Michael Dell at the Allen & Company Sun Valley Conference on July 12, 2024 in Sun Valley, Idaho.
David Grogan | CNBC
Dingle reported quarterly results Thursday that beat Wall Street expectations, thanks to an 80 percent increase in server sales. The stock rose more than 3% in extended trading.
Here’s how the company did for the fiscal second quarter against LSEG’s consensus estimates:
- Annuity: $25.03 billion versus $24.53 billion expected
- EPS: $1.89 adjusted, vs. $1.71 expected
Net income rose 85% to $841 million, or $1.17 per share, from $455 million, or 63 cents per share, in the prior period. Revenue rose about 9% from $22.93 billion a year ago.
The stock fell after Dell revised its full-year revenue guidance to between $95.5 billion and $98.5 billion, a slight upward revision from the company’s previous forecast. Earlier this year, the company told investors to expect full-year revenue of between $93.5 billion and $97.5 billion, up from $88.4 billion a year earlier.
For the current quarter, Dell said it expects revenue of between $24 billion and $25 billion, compared to StreetAccount’s estimate of $24.6 billion.
Dell has emerged as a leading vendor of servers that can handle AI workloads, especially those based on Nvidia chip as demand surges from cloud providers. Earlier this year, Nvidia CEO Jensen Huang named Dell founder Michael Dell as the person to contact to place orders for systems that include the company’s new chips.
Dell shares are up 48% so far this year, but have fallen 34% since the company’s last report.
AI sales are made in the company’s Infrastructure Solutions group, which makes servers and systems for data centers. It is the fastest growing unit of the company. Total ISG sales rose 38% to $11.65 billion, beating StreetAccount expectations of $10.44 billion.
The standout in Dell’s report was Servers and Networking revenue, which includes both GPU-based AI-oriented servers from Nvidia and AMD, as well as more traditional servers for older applications. It is part of ISG.

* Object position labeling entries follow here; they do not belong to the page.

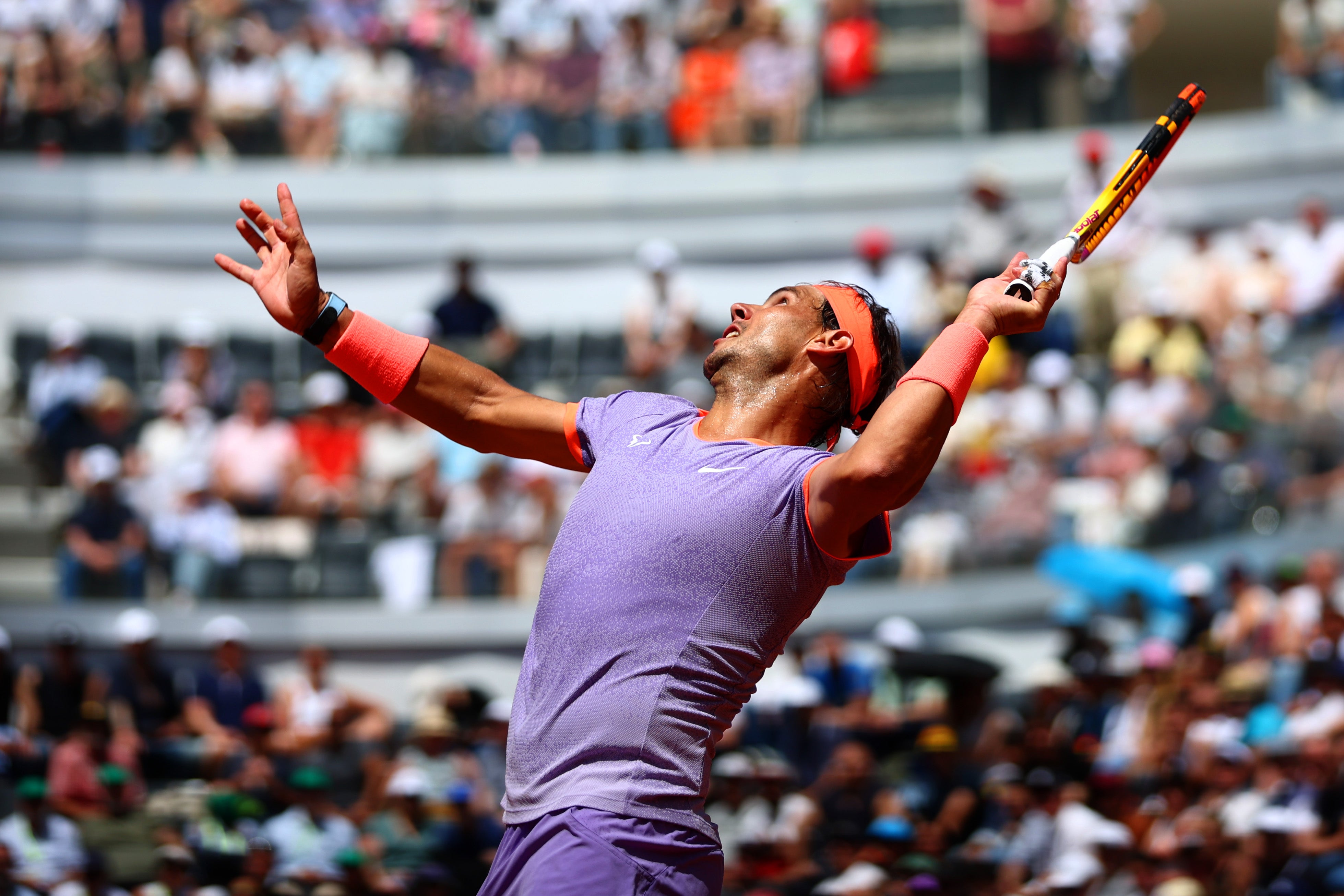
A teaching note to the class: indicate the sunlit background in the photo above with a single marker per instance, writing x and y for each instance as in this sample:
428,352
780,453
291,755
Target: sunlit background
237,594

“We’re competing in all the big AI deals and winning significant deployments at scale,” the company’s chief executive, Jeff Clarke, said in an earnings call with analysts.
The unit reported sales of $7.76 billion, up 80% year over year and beating StreetAccount expectations of $6.37 billion. Dell said $3.1 billion of that was AI server sales, up from $1.7 billion in the May quarter.

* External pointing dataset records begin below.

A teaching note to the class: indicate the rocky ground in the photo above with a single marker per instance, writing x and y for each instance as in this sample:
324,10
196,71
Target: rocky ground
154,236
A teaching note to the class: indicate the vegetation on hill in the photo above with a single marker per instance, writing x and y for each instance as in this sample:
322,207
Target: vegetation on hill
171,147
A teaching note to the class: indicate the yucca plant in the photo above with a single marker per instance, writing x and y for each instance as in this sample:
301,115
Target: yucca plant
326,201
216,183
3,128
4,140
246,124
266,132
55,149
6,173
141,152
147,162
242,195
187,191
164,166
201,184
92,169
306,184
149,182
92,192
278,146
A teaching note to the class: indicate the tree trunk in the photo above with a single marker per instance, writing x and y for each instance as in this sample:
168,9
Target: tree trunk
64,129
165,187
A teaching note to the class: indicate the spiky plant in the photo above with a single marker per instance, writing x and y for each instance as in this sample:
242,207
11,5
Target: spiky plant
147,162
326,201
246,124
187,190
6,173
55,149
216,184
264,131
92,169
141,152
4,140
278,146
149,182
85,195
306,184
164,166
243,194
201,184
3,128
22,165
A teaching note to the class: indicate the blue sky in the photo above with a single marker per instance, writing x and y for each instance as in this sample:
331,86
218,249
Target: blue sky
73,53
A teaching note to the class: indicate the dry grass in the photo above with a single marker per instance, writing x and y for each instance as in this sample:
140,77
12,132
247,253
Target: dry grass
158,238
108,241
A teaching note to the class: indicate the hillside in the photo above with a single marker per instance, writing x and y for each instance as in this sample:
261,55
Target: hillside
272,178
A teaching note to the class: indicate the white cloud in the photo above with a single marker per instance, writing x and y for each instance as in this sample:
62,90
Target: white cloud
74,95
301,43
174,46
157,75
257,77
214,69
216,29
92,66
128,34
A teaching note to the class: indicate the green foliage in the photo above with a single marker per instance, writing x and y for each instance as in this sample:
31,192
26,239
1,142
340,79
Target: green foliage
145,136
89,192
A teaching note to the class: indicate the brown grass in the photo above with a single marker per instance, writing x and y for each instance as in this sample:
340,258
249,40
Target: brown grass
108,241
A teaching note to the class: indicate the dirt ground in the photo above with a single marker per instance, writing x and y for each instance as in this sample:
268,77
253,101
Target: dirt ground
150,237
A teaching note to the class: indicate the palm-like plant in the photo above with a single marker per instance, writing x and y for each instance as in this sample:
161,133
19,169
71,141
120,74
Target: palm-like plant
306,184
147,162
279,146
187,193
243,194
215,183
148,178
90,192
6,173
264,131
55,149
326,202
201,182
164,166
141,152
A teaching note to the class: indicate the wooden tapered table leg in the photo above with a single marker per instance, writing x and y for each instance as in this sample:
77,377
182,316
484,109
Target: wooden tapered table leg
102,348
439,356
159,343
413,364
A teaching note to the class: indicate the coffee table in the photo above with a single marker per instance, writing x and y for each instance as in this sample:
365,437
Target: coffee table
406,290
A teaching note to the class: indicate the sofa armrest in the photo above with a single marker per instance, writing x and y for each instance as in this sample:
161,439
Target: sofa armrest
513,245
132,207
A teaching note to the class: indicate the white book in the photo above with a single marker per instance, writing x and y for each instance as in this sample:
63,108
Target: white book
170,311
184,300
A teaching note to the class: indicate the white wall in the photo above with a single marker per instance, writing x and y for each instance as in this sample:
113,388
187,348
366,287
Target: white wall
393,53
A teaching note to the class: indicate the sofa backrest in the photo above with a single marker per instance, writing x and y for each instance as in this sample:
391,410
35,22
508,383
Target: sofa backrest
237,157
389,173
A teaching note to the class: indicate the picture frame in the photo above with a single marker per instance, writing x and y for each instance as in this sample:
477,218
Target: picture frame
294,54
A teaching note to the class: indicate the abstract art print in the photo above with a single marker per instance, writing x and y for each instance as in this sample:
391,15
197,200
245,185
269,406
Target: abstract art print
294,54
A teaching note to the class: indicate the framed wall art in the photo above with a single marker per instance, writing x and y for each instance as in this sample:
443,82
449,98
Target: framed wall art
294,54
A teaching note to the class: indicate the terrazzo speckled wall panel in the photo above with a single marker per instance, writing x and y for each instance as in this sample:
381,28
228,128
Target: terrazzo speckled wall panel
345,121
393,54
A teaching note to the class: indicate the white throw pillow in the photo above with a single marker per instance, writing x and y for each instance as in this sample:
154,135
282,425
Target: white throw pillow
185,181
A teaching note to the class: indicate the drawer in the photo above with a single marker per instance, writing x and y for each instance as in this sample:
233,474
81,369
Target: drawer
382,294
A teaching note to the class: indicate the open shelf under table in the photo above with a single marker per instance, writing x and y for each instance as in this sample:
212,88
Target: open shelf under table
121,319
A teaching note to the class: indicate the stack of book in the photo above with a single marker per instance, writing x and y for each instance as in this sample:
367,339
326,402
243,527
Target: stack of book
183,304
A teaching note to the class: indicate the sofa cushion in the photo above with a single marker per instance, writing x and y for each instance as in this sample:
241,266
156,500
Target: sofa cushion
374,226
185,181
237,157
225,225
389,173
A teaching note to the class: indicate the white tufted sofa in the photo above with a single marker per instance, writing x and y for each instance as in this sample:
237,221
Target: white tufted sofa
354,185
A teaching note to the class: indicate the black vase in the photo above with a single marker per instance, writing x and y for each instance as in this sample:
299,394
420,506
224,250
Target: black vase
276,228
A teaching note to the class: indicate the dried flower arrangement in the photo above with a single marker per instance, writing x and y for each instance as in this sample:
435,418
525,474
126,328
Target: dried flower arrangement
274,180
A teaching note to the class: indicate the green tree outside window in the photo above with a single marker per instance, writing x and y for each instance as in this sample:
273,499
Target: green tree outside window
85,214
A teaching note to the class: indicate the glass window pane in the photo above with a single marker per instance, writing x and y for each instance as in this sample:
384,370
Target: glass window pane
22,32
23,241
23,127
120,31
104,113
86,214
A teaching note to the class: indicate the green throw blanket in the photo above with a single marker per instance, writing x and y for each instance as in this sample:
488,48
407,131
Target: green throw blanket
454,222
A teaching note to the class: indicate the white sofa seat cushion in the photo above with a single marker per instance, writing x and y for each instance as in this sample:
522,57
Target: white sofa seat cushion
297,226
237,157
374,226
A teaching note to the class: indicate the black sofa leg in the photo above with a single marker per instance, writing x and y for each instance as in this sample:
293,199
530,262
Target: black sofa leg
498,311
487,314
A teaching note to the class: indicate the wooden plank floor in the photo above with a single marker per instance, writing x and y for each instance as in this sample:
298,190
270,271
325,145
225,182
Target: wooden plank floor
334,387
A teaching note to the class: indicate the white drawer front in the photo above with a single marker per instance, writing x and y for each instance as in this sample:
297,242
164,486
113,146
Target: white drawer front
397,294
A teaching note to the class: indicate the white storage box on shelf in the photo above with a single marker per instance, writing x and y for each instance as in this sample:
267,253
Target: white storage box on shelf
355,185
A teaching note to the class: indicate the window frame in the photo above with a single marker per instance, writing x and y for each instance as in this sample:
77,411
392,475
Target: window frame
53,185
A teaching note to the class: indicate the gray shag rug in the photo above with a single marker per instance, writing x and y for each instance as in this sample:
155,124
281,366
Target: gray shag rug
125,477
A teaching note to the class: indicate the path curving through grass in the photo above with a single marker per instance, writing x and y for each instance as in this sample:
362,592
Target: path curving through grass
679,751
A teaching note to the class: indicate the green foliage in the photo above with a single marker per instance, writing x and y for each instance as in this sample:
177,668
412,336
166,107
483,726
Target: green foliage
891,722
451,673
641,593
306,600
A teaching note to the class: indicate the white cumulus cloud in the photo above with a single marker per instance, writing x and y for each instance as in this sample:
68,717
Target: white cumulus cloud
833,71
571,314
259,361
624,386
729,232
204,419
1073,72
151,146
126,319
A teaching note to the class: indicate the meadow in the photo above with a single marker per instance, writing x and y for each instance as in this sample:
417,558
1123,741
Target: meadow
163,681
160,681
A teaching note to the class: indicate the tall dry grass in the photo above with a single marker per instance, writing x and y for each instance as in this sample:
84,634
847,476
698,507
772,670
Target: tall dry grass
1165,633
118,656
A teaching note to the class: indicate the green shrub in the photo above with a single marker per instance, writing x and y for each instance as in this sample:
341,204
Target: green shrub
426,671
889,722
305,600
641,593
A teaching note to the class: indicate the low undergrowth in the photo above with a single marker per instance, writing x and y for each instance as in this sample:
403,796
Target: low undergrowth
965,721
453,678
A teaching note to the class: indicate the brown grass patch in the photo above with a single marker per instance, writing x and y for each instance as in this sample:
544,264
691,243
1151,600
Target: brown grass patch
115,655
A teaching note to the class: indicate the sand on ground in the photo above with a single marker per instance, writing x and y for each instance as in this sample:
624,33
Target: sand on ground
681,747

Clarke attributed the revenue increase to server demand continuing to grow and said there is a growing “backlog” of $3.8 billion in AI server orders that have yet to be fulfilled. There’s also a multibillion-dollar pipeline of AI server deals from enterprises and cloud providers that haven’t been finalized.
However, Dell’s storage business, also part of ISG, fell 5% to $4 billion in sales.

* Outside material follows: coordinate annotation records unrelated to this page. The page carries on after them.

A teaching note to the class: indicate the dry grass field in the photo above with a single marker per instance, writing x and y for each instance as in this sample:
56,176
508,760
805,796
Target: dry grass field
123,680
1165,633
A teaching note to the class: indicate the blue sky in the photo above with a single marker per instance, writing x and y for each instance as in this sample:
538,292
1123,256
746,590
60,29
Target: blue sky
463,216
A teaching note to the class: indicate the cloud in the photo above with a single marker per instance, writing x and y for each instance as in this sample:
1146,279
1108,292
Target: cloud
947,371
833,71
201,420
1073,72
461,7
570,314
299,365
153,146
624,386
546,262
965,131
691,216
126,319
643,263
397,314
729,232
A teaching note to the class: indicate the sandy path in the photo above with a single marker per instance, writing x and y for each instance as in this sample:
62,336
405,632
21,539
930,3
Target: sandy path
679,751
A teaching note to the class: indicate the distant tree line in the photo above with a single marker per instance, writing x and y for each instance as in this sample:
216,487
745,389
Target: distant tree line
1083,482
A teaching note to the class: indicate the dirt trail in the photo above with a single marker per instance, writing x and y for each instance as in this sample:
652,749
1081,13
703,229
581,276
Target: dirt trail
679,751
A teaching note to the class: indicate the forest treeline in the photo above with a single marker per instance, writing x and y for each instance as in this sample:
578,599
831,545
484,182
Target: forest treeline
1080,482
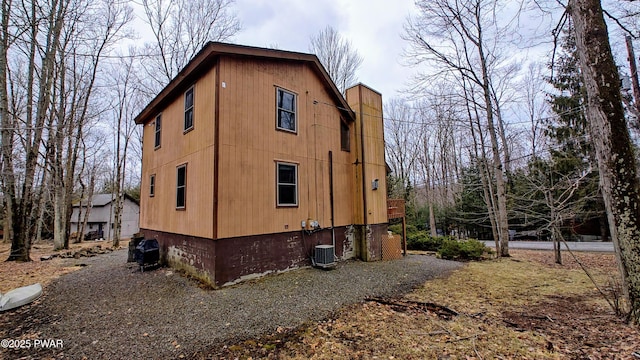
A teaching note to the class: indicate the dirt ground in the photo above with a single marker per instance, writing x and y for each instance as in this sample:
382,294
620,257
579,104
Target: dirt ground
523,307
17,274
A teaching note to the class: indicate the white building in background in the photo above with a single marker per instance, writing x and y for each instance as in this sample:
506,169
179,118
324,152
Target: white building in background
101,209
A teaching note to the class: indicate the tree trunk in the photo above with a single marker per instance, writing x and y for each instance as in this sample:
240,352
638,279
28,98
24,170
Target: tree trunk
610,136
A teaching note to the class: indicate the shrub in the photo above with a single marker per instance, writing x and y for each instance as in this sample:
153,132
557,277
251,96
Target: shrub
462,250
396,229
422,241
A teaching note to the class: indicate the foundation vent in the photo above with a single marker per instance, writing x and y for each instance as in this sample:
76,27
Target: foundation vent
324,256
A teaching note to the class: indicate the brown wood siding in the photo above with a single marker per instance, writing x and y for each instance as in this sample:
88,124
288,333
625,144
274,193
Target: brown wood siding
250,145
368,107
194,148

Dell’s Client Solutions Group, which focuses on PCs and laptops, fell 4% year over year to $12.41 billion in revenue. Consumer sales fell 22% to $1.86 billion, and the company’s PC business was flat at $10.55 billion in sales.
Dell said it spent $1 billion in the quarter on share buybacks and dividends.
Correction: Dell reported fiscal second-quarter revenue of $25.03 billion. An earlier version provided the number incorrectly.